海蔵寺の萩 紫色の優美な瀧

海蔵寺の萩 紫色の優美な瀧

撮影場所:海蔵寺
撮影日:2005/9/18
アクセス:JR「鎌倉」駅西口より徒歩20分
地図:鎌倉紀行 大仏コース 海蔵寺

この写真は、テレビ東京の『火曜エンターテイメント』という番組で使っていただいたものです。
テレビにこの写真が映った瞬間の、キラキラキラッという効果音が印象的でした(笑)。

最近は、異常気象のせいか、9月になっても暑い日が続きますが、9月も中旬を過ぎると、ようやく朝夕は涼しくなってきます。
この頃に、あちこちで花を咲かせるのが、紫色の萩の花。

鎌倉で「萩寺」といいますと、一般には、鶴岡八幡宮そばの宝戒寺(ほうかいじ)をさしますが、私は、海蔵寺の萩のほうが好きですね。
山門に向かう石段の両脇に滴り落ちるように咲く萩は、まるで、流れ落ちる紫色の優美な瀧(たき)のよう。

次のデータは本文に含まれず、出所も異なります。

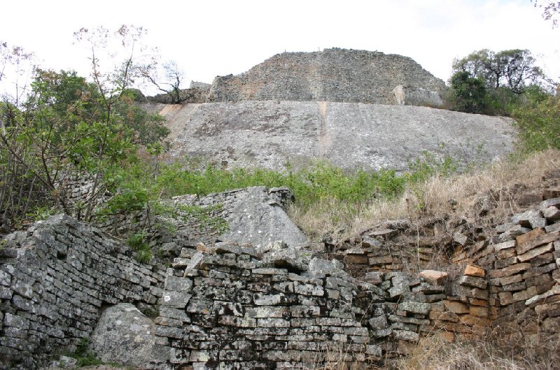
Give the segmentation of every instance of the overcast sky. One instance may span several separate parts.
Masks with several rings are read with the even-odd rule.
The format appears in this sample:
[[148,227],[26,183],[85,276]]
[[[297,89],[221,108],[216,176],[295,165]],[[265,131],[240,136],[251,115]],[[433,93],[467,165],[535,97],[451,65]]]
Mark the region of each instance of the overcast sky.
[[483,48],[529,49],[560,80],[560,27],[530,0],[197,0],[3,1],[0,41],[34,52],[46,67],[87,75],[73,45],[82,27],[148,29],[146,43],[190,80],[211,83],[284,51],[328,48],[410,57],[444,80],[454,58]]

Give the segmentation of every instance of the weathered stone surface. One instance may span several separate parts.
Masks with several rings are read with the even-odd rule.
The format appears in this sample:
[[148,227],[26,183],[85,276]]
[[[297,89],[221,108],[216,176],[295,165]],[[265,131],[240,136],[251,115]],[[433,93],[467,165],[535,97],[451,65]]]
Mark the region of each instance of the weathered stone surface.
[[430,307],[429,303],[402,302],[399,304],[398,310],[409,313],[426,315],[430,313]]
[[511,222],[520,225],[524,227],[531,227],[530,220],[533,218],[541,218],[540,211],[535,210],[529,210],[523,213],[517,213],[512,216]]
[[445,308],[454,313],[468,313],[468,306],[463,302],[456,301],[444,301]]
[[522,255],[533,248],[552,243],[560,239],[560,232],[545,234],[544,230],[542,229],[535,229],[533,232],[528,234],[531,235],[524,237],[522,243],[519,243],[519,240],[517,241],[516,250],[518,255]]
[[132,304],[119,304],[103,313],[90,346],[102,361],[144,368],[169,357],[169,349],[155,342],[154,322]]
[[479,289],[486,289],[488,285],[488,282],[482,278],[477,278],[476,276],[468,276],[463,275],[459,278],[459,284],[468,287],[474,287]]
[[544,246],[531,249],[528,252],[526,252],[522,255],[519,255],[517,256],[517,259],[522,262],[524,262],[552,250],[554,250],[554,247],[552,246],[552,243],[549,243],[548,244],[545,244]]
[[446,155],[461,158],[469,155],[465,142],[483,145],[490,159],[507,152],[514,137],[509,119],[421,106],[267,101],[172,108],[158,107],[176,133],[171,155],[230,167],[281,169],[324,157],[347,169],[406,171],[410,158],[440,151],[440,143]]
[[433,285],[444,285],[447,280],[448,273],[435,270],[422,270],[419,273],[419,276]]
[[560,209],[554,206],[548,207],[542,210],[542,215],[551,222],[554,222],[560,220]]
[[307,239],[278,205],[271,205],[266,188],[248,188],[227,218],[230,229],[220,239],[239,243],[250,243],[254,247],[282,240],[290,246],[304,244]]
[[463,274],[469,276],[484,278],[486,276],[486,272],[484,271],[484,269],[479,267],[478,266],[475,266],[474,264],[468,264],[465,267],[465,271],[463,272]]
[[[357,75],[361,78],[356,78]],[[314,52],[284,52],[240,75],[216,77],[209,100],[314,100],[438,106],[444,90],[443,81],[410,58],[335,48]]]

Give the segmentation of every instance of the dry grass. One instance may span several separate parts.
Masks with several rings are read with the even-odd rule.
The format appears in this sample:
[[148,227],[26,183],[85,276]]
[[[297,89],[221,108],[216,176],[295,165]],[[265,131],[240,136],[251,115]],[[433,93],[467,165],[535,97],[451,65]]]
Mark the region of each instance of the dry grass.
[[289,214],[314,239],[333,232],[337,237],[351,237],[388,220],[462,213],[489,191],[496,192],[500,211],[505,215],[517,209],[513,201],[516,187],[538,186],[547,172],[559,168],[560,151],[550,150],[526,158],[498,160],[449,178],[436,176],[391,201],[375,199],[356,206],[332,199],[318,202],[305,211],[293,206]]
[[536,341],[514,337],[498,341],[496,336],[450,343],[438,336],[421,341],[409,357],[385,369],[395,370],[557,370],[560,369],[558,339]]
[[558,370],[560,342],[551,337],[505,337],[489,334],[473,340],[449,343],[437,334],[423,338],[412,353],[385,358],[377,366],[364,360],[351,361],[342,352],[326,353],[328,364],[314,370]]

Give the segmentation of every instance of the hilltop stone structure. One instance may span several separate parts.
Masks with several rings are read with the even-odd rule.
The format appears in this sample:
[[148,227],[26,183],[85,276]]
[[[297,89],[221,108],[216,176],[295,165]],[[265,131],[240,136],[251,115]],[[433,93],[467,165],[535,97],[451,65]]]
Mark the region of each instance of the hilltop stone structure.
[[[216,77],[209,101],[288,100],[398,103],[393,90],[415,90],[410,105],[442,104],[445,83],[410,58],[340,48],[283,52],[238,76]],[[424,94],[419,94],[424,91]],[[433,92],[430,93],[430,92]]]
[[[404,171],[424,151],[468,162],[511,148],[510,120],[432,108],[444,89],[410,58],[327,49],[193,83],[183,104],[141,104],[167,119],[172,157],[223,167]],[[290,220],[285,187],[176,197],[165,201],[176,218],[52,216],[0,239],[0,370],[71,369],[61,355],[85,344],[141,370],[365,369],[429,335],[519,329],[554,350],[560,173],[508,199],[524,208],[505,221],[489,194],[477,222],[391,220],[321,243]],[[66,191],[79,201],[89,183],[69,177]],[[140,225],[144,263],[124,241]]]

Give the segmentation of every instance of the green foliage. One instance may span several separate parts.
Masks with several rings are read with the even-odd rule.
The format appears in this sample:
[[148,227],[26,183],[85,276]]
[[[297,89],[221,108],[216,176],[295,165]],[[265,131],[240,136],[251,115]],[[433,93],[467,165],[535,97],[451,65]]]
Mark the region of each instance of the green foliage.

朝一番に出かけ、まだ誰もいないこの空間を独り占めできることの、なんと贅沢なことか。

石段をおりた右手には、鎌倉十井のひとつ「底脱の井」があります。
鎌倉十井というのは、江戸時代に、海辺で良水の少ない鎌倉で、質の良い水の湧く井戸を10個選んだものです。

この「底脱の井」の名前の由来となった、こんな話があります。

 昔、鎌倉幕府の御家人・安達泰盛の娘・千代能が参禅した折、この井戸の水を汲むと桶の底が抜けてしまった。
この時、心の中にあった煩悩が氷解し、悟りの境地に達した

 千代能が いただく桶の 底ぬけて 水たまらねば 月もやどらじ

という話です。
この話は、悟りや閃きというのは、ふとしたことが切っ掛けで訪れるということを象徴的に伝える話なのだろうと思います。